By Nilanjana Sengupta (ICRW), Radhika Uppal (ICRW) and Neeta Hardikar (ANANDI)

Created 02/17/2021



“There were seven families who had walked for days from Jaipur city to my village during the Lockdown. They could not survive in the city because of lockdown and so they had come back. Since they were returnee migrants, they did not have ration cards here and could not get food grains from the PDS shop.[1] For a few days, neighbors helped them. I got to know about this from one of the members of the collective and immediately contacted the families. Then I called the PDS shop owner and told him that he must provide them with ration as per Government directive. Next day itself, the families received their ration from the shop.”

— Sunita[2], Samta Sakhi (Community Resource Person), Sheopur, Madhya Pradesh, India.

The COVID-19 pandemic and the stringent lockdown imposed throughout India have led to a major socio-economic crisis that includes loss of livelihoods and incomes, reverse migration and increased domestic violence [3]

The Sheopur district in Madhya Pradesh—home to some of the most marginalized communities in India—is one of many across the country where these conditions have exacerbated pre-existing vulnerabilities and created precarious conditions for survival.

In this context, Samta Sakhis (Community Resource Persons focused on gender equality) are playing a vital role in supporting community members and the district Administration—disseminating information, creating awareness, facilitating access to relief measures and responding to situations of gender-based violence and communal disharmony.
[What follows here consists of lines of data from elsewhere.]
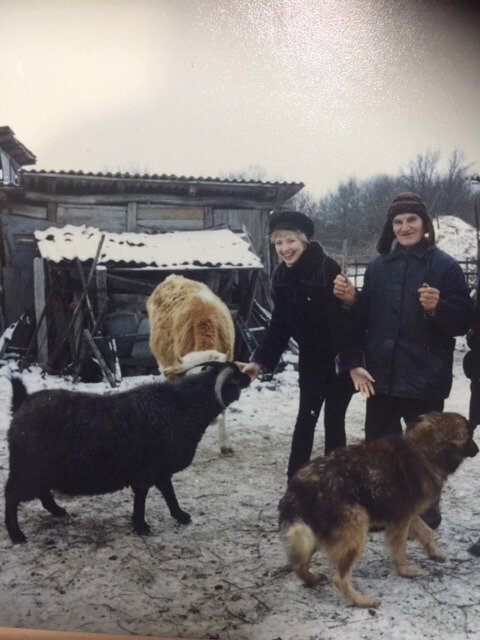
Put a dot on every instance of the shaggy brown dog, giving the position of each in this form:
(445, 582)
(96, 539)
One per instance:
(331, 500)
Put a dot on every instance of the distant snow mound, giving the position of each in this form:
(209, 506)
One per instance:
(456, 237)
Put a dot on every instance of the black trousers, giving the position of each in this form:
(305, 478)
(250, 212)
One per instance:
(384, 413)
(337, 394)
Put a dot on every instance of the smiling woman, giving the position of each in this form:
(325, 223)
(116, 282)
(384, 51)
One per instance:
(305, 309)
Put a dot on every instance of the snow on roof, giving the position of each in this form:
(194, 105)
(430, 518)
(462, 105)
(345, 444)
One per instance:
(456, 237)
(219, 248)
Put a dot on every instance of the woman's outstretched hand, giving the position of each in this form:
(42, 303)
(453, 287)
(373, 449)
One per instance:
(343, 289)
(362, 381)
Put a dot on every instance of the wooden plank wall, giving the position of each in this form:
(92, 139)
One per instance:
(255, 221)
(107, 218)
(159, 217)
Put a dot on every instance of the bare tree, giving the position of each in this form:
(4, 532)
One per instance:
(423, 176)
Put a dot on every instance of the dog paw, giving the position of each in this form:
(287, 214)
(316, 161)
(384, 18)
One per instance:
(312, 579)
(141, 528)
(407, 571)
(18, 538)
(366, 603)
(182, 517)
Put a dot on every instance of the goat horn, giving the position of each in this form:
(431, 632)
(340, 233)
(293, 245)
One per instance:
(219, 382)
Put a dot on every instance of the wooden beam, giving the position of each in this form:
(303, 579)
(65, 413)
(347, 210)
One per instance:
(40, 301)
(132, 216)
(9, 633)
(224, 202)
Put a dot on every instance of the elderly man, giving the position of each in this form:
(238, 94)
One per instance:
(413, 303)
Samta Sakhis are appointed across Sheopur District as part of a program led by a local Gender Justice Program to address multiple issues relevant to the lives of rural women: access to food, housing, livelihoods, land rights, citizenship documents, schemes and entitlements and issues of dignity, security and gender-based violence. The initiative is implemented by the nonprofit organization ANANDI, in collaboration with the Madhya Pradesh State Rural Livelihoods Mission and with support from the Initiative of What Works to Advance Women and Girls in the Economy (IWWAGE).

Samta Sakhis are members of microfinance-based women’s collectives who work actively to spread awareness about gender equality, conduct gender training, and take action to support women’s rights and entitlements. As community members who are themselves part of the collectives, their work strengthens community leadership and community institutions.

At the outset of the pandemic, Samta Sakhis were a crucial element of the response, helping to create awareness and counter misinformation about the disease that was causing panic and suspicion between different communities.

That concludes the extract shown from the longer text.